Lately, I was working on a project that’ll heavily concentrating on the server-side. Although those server-side stuffs aren’t really my expertise. The lucky part is that this project is about process the HTTP header and return a proper json as response.
After most of my challenges are completed, there’s one last problem for me to solve:
“How do I get only the domain name and extension name out of a host name?”
For instance, you’ve got some string domains as input:
www.google.com
www.google.co.jp
mail.google.com.hk
The expected output should be:
google.com
google.co.jp
google.com.hk
After some research, I came to know that there’s a builtin function gethostbyname
from a native C library netdb
which can be directly adopted into my program. The function is well explained in the https://www.gnu.org/software/libc/manual/html_node/Host-Names.html.
Just take a look at the solution out there, it’s easily parsing the hostname into a easy-to-use data structure which completely is the final answer to look for.
Actually, before I investigated this builtin function, I’ve got myself another solution. And here is what I thought.
# My own approach
Just by taking look at the input and output. It’s obviously an easy problem of processing strings. The first idea I came up with was cutting the first group of strings and return the rest of them.
My idea was obviously naive after running a couple of tests. Because some scenarios like multiple sub-domains weren’t taken into consideration.
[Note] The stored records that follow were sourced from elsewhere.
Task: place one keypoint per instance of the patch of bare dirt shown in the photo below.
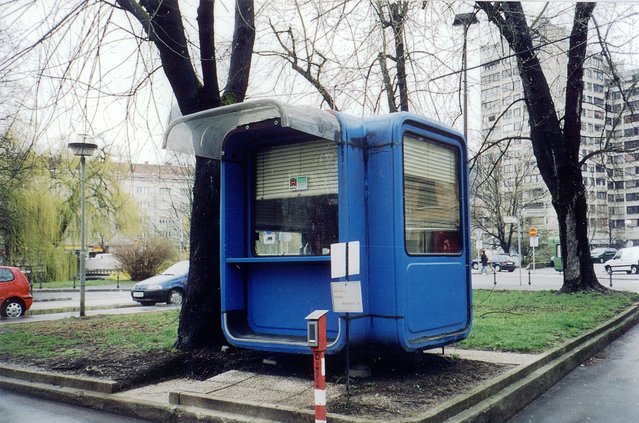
(399, 383)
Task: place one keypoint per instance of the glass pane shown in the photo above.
(295, 199)
(431, 197)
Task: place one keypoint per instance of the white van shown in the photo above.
(626, 260)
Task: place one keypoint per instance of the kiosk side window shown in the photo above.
(295, 199)
(431, 197)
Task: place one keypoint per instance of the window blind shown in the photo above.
(312, 164)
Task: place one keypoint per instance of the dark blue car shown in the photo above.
(166, 287)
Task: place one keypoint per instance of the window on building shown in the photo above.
(431, 197)
(295, 199)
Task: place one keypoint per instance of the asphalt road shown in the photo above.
(107, 302)
(547, 279)
(604, 389)
(21, 408)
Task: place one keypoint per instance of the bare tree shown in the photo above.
(163, 24)
(555, 146)
(496, 197)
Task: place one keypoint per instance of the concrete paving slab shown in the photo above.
(497, 357)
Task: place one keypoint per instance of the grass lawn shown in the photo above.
(535, 321)
(502, 320)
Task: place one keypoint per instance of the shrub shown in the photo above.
(145, 258)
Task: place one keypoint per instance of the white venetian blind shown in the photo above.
(313, 162)
(429, 161)
(431, 193)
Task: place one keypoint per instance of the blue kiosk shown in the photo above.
(296, 180)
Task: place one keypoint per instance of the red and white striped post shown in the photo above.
(316, 323)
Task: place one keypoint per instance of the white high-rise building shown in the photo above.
(505, 123)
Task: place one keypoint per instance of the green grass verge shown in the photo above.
(502, 320)
(535, 321)
(97, 334)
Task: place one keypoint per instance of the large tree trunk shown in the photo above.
(200, 315)
(556, 149)
(200, 318)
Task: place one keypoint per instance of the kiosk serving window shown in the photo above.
(431, 197)
(295, 199)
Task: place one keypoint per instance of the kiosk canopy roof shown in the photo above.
(203, 133)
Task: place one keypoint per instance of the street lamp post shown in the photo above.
(83, 150)
(465, 20)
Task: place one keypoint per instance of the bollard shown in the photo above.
(316, 337)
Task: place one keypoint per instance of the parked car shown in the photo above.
(600, 255)
(625, 260)
(15, 292)
(167, 287)
(503, 262)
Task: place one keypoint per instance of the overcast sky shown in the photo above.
(107, 65)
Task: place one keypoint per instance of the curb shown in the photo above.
(78, 382)
(497, 400)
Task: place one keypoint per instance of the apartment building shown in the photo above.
(622, 118)
(505, 123)
(163, 194)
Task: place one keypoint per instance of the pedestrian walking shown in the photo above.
(484, 263)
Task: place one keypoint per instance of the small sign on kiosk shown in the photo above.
(347, 297)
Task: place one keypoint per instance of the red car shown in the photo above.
(15, 292)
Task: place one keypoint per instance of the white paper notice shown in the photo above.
(353, 258)
(347, 297)
(338, 260)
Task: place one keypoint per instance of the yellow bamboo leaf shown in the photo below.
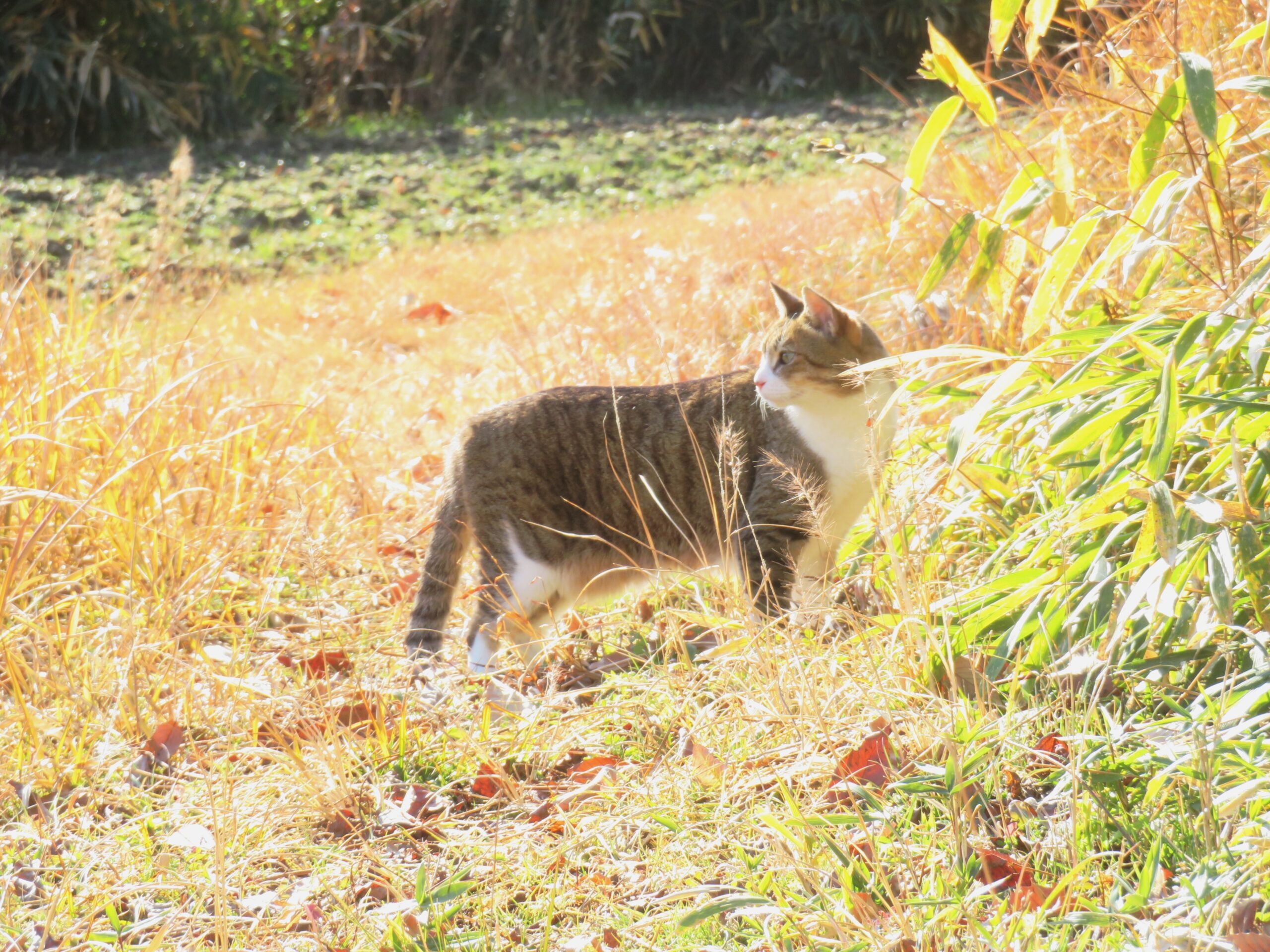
(1058, 271)
(1003, 23)
(1038, 17)
(948, 65)
(1128, 233)
(1062, 207)
(930, 136)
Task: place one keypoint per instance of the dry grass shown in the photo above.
(196, 494)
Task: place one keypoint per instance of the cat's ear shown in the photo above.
(832, 320)
(786, 301)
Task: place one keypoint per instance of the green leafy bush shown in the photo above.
(98, 71)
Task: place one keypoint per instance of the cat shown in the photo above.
(575, 493)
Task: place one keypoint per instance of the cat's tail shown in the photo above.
(441, 564)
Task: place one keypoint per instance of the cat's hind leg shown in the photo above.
(520, 599)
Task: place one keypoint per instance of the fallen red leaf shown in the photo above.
(158, 752)
(586, 771)
(319, 665)
(1013, 785)
(400, 590)
(431, 310)
(488, 782)
(870, 762)
(1053, 746)
(1003, 871)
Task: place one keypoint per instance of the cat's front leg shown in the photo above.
(770, 563)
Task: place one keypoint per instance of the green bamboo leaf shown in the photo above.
(1248, 84)
(947, 62)
(726, 904)
(1003, 23)
(1221, 577)
(1167, 111)
(1253, 284)
(1128, 233)
(1199, 91)
(947, 257)
(1167, 416)
(1089, 434)
(1058, 271)
(930, 136)
(994, 237)
(964, 425)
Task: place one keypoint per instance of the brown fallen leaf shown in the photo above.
(390, 550)
(706, 769)
(434, 310)
(1000, 873)
(42, 806)
(1244, 917)
(416, 800)
(158, 752)
(400, 590)
(343, 824)
(869, 763)
(1013, 785)
(586, 771)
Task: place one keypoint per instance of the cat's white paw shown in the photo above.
(480, 654)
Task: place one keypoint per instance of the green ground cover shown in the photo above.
(314, 201)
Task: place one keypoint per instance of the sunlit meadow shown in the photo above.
(1034, 721)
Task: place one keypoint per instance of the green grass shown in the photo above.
(316, 201)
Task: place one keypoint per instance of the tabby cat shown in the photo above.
(575, 493)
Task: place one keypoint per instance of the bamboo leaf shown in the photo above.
(1038, 17)
(1199, 91)
(1167, 111)
(718, 907)
(963, 427)
(1169, 414)
(1128, 233)
(947, 257)
(1058, 271)
(1003, 23)
(1251, 33)
(930, 136)
(1089, 434)
(947, 62)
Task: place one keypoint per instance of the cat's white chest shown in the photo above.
(846, 438)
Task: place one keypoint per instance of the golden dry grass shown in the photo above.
(194, 492)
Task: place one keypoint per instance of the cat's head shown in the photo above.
(811, 346)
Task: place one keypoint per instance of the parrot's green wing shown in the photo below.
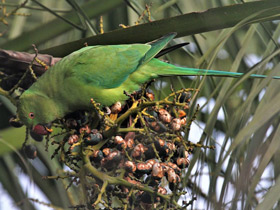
(92, 65)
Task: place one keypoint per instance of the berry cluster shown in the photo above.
(136, 152)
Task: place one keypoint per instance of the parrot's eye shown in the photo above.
(31, 115)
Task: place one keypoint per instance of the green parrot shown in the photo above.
(99, 72)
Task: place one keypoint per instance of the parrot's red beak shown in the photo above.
(42, 129)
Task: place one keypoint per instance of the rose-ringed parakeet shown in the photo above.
(99, 72)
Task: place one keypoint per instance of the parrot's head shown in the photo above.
(36, 111)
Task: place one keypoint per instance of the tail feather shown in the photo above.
(164, 69)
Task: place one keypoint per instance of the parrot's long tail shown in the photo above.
(164, 69)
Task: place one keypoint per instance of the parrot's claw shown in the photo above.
(108, 110)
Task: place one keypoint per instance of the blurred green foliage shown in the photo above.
(243, 171)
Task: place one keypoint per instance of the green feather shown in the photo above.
(101, 73)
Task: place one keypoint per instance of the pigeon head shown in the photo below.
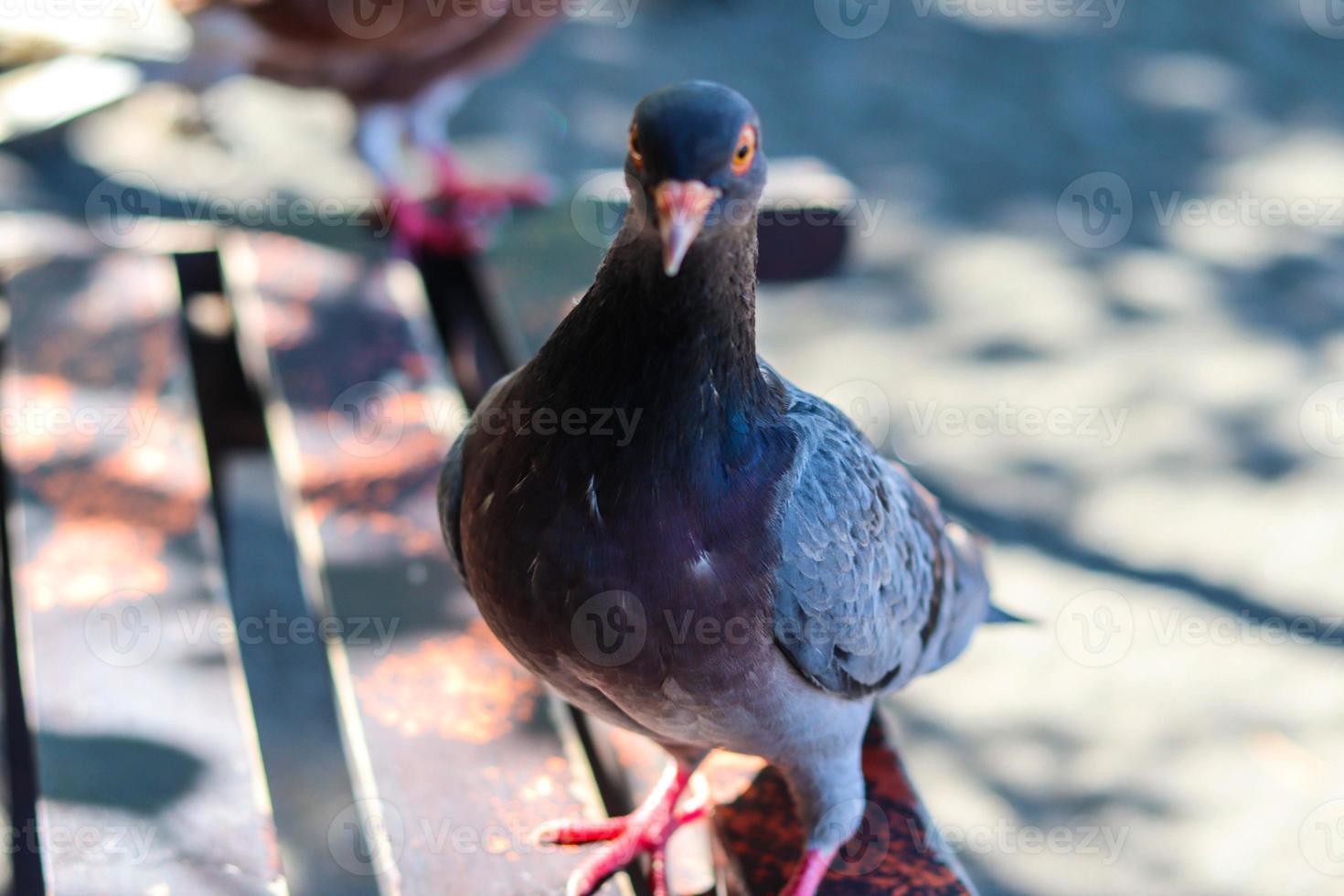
(695, 159)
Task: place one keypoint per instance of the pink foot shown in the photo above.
(644, 830)
(460, 217)
(808, 876)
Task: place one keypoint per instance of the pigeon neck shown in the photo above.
(682, 349)
(695, 328)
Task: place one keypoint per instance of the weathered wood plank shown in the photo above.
(149, 775)
(456, 752)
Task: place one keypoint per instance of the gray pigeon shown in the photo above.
(682, 541)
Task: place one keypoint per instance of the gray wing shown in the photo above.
(874, 584)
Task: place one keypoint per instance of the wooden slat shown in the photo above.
(456, 752)
(149, 776)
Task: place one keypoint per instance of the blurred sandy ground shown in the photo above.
(1174, 721)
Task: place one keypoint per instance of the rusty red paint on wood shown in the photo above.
(760, 837)
(452, 739)
(149, 778)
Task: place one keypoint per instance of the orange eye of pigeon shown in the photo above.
(745, 152)
(636, 156)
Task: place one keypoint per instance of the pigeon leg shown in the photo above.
(811, 869)
(644, 830)
(463, 211)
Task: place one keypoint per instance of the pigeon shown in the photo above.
(406, 68)
(729, 564)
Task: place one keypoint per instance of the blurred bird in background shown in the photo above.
(406, 66)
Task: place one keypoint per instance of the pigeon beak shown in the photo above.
(683, 206)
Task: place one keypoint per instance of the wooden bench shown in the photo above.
(453, 752)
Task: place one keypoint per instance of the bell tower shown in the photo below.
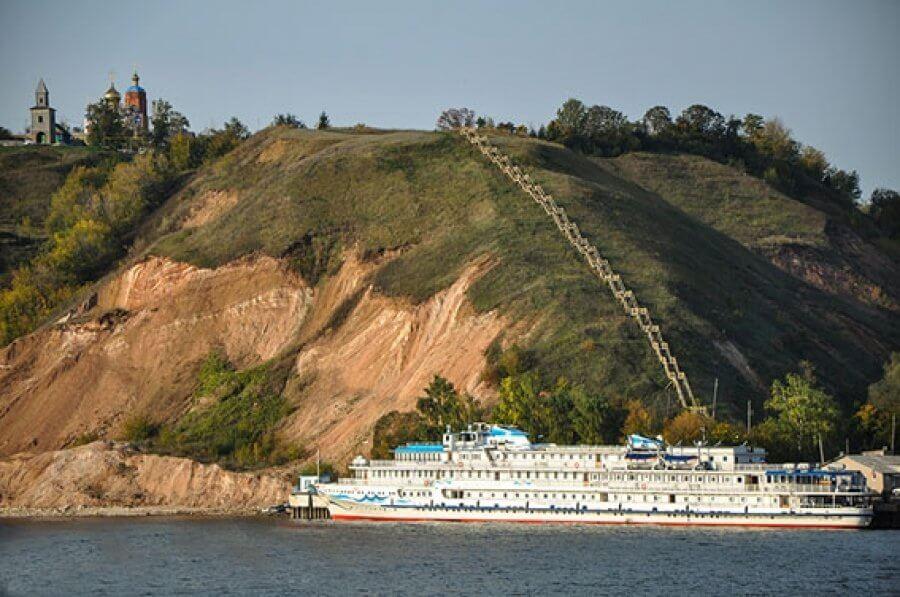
(43, 117)
(136, 105)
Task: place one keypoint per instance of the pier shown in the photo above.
(306, 505)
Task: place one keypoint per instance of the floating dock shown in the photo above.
(305, 505)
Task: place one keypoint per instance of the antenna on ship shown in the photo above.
(715, 395)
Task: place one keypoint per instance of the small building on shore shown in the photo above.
(882, 470)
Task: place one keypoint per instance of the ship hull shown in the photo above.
(342, 510)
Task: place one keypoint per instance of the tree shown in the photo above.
(774, 140)
(105, 126)
(570, 117)
(217, 143)
(701, 120)
(687, 427)
(845, 183)
(802, 412)
(638, 419)
(184, 152)
(602, 120)
(236, 129)
(885, 393)
(814, 162)
(884, 207)
(657, 120)
(752, 126)
(520, 404)
(590, 420)
(289, 120)
(442, 405)
(454, 118)
(166, 123)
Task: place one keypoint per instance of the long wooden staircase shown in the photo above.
(595, 260)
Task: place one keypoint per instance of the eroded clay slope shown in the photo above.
(108, 474)
(359, 354)
(381, 357)
(138, 349)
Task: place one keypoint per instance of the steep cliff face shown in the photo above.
(370, 262)
(136, 351)
(358, 354)
(104, 474)
(381, 356)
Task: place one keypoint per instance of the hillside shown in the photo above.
(362, 264)
(28, 176)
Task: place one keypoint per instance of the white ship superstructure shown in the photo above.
(494, 473)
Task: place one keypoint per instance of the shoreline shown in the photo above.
(70, 512)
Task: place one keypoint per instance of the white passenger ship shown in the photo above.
(494, 473)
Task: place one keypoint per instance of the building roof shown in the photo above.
(885, 464)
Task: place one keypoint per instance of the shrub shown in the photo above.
(234, 418)
(139, 428)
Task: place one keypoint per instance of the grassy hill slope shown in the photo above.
(433, 201)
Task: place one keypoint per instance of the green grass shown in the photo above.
(693, 262)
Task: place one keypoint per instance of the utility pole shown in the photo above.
(749, 415)
(715, 395)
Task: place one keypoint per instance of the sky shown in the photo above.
(830, 70)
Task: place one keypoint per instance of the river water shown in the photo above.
(156, 556)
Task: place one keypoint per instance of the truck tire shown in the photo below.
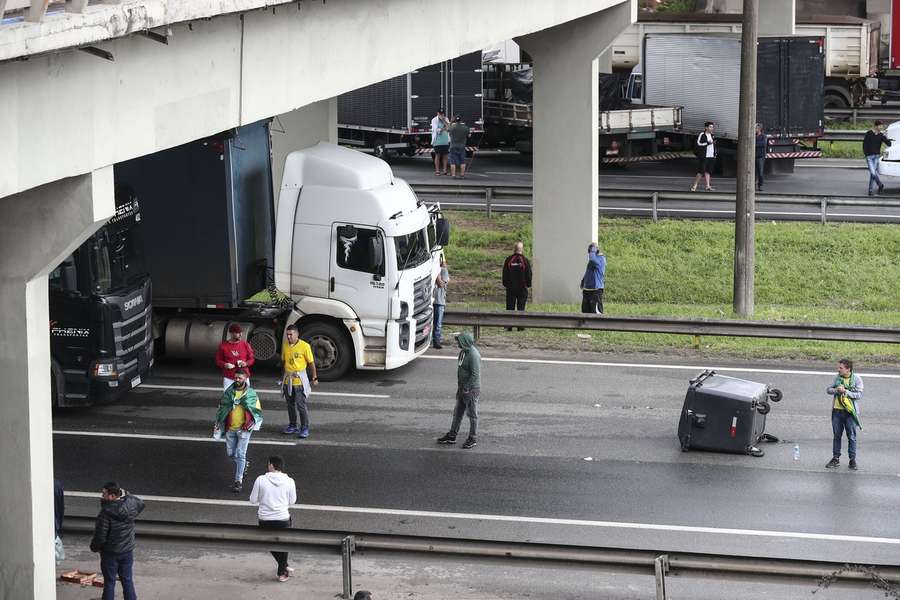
(331, 348)
(834, 100)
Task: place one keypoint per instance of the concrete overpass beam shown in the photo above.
(777, 17)
(38, 229)
(566, 152)
(301, 128)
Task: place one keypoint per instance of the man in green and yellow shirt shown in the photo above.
(296, 358)
(847, 390)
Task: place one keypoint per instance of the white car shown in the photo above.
(889, 164)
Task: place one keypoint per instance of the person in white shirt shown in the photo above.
(274, 493)
(706, 156)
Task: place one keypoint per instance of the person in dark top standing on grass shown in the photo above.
(468, 390)
(459, 133)
(516, 279)
(761, 144)
(872, 149)
(706, 156)
(114, 539)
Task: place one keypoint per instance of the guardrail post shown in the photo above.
(660, 568)
(348, 546)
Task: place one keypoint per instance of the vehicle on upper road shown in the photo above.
(347, 254)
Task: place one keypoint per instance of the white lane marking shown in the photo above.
(203, 388)
(536, 520)
(585, 363)
(178, 438)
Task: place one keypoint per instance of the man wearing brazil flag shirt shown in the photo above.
(847, 391)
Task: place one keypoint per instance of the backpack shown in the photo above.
(699, 151)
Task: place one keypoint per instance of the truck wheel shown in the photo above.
(331, 348)
(834, 101)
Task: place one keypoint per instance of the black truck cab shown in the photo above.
(101, 342)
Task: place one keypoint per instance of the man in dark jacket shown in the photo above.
(468, 376)
(516, 279)
(872, 149)
(114, 539)
(761, 141)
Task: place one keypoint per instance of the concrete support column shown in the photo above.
(777, 17)
(38, 229)
(301, 128)
(566, 152)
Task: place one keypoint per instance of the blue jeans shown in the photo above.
(842, 421)
(112, 565)
(236, 442)
(438, 326)
(872, 163)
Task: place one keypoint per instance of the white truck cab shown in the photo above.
(353, 251)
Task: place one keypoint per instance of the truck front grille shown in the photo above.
(422, 310)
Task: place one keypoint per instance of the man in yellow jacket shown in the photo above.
(296, 358)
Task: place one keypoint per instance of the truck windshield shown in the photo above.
(412, 249)
(115, 261)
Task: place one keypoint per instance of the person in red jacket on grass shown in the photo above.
(234, 353)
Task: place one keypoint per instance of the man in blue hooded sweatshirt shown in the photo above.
(593, 281)
(468, 376)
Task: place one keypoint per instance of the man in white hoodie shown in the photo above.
(274, 493)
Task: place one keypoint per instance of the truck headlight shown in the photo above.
(102, 369)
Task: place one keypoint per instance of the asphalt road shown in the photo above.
(371, 463)
(513, 169)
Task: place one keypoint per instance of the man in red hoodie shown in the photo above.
(234, 353)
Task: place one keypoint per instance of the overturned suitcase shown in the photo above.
(726, 414)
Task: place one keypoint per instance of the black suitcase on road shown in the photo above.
(726, 414)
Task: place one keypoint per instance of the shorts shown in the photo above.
(458, 155)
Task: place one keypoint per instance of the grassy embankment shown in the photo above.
(843, 273)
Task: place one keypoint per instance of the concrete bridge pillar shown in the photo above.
(777, 17)
(566, 148)
(301, 128)
(38, 229)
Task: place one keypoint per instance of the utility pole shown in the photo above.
(745, 209)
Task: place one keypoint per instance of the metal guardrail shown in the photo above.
(493, 193)
(657, 563)
(694, 327)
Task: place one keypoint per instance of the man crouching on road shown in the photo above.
(239, 415)
(468, 375)
(114, 539)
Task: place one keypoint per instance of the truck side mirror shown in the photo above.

For instance, a host name like this one:
one.two.abc.com
Expected result:
abc.com
If I only cut the first group of strings. The result is:
two.abc.com
It’s still far from the correct answer. Then I realized that such “obviously easy” algorithm problem shouldn’t be solved by a brute force. There must be a certain pattern in it.
My ration told me to list all of the elements from the hostnames and then find out some aspects to brainstorm with later.
Alright. What does a hostname consist of?
Domain name + Delimiter + Extension name
For google.com
- google as domain name
.
as delimiter- com as extension name
Okay. I think I’ve found something here…
There’s actually a simple formula to balance the numbers of delimiters and sectors
delimiters = sectors - 1
Usually the extension is either 1 sector (.com) or 2 sectors (co.cc). So if I could enumerate all of the 2-sector extensions, then the domain name is apparently an easy catch.
Why?
It is quite common to say that species of the 2-sector extensions aren’t many. Most of such extensions starts with either “co” or “com”. For instance, co.jp & com.hk.
So in all, the solution would be doing the following things:
-
Split the hostname by delimiter of “.”
e.g. www.google.com.hk -> [“www”, “google”, “com”, “hk"]
-
Check if the second to last element is “co” or “com”
-
if
yes
, then take the third to last element as domain name. -
if
no
, then take the second to last element as domain name.
# Implementation
Here is my implementation in C:
function getdomainbyhost(char *http_host)
{
char *res = calloc(128, sizeof(char));
// return directly if Dev env
if (!strcmp(http_host, "localhost") ||
!strcmp(http_host, "127.0.0.1") ||
!strcmp(http_host, "0.0.0.0"))
{
sprintf(res, "%s", http_host);
return res;
}
// Get "." occurrence frequency in host
// e.g. a.b.google.com.hk => 4
// e.g. b.google.com.hk => 3
// e.g. google.co.jp => 2
// e.g. google.com.hk => 2
// e.g. google.com => 1
int occur = 0;
for (int i = 0; http_host[i] != '\0'; ++i)
{
if (http_host[i] == '.')
{
++occur;
}
}
if (occur == 1)
{
sprintf(res, "%s", http_host);
return res;
}
char *arr[32];
int i = 0;
char domain_name[128];
memcpy(domain_name, http_host, strlen(http_host));
domain_name[strlen(http_host)] = '\0';
char *token = strtok(domain_name, ".");
while (NULL != token)
{
arr[i++] = token;
token = strtok(NULL, ".");
}
// If it's 2-worded domain extension, check the second to last word
// e.g. google.com.hk => check "com" => google.com
// e.g. some-service.google.com => => check "google" => google.com
regex_t regex_domain_ext;
regcomp(®ex_domain_ext, REGEX_DOMAIN_EXT, REG_EXTENDED | REG_NOSUB);
int match_result = regexec(®ex_domain_ext, arr[occur - 1], 0, NULL, 0);
regfree(®ex_domain_ext);
if (match_result != REG_NOMATCH)
{
sprintf(res, "%s.%s.%s", arr[occur - 2], arr[occur - 1], arr[occur]);
}
else
{
sprintf(res, "%s.%s", arr[occur - 1], arr[occur]);
}
return res;
}
It’s perhaps never a good solution. And it may look a bit buggy and will not pass some of the QA tests. Just as you know, I’ll have to use the builtin function gethostbyname
.
But I believe it’s a good practice of solving problems in an unique way. Maybe in the feature days when I take a look back on what I’ve done here, I’ll think myself a super idiot coming out with such dumb solution.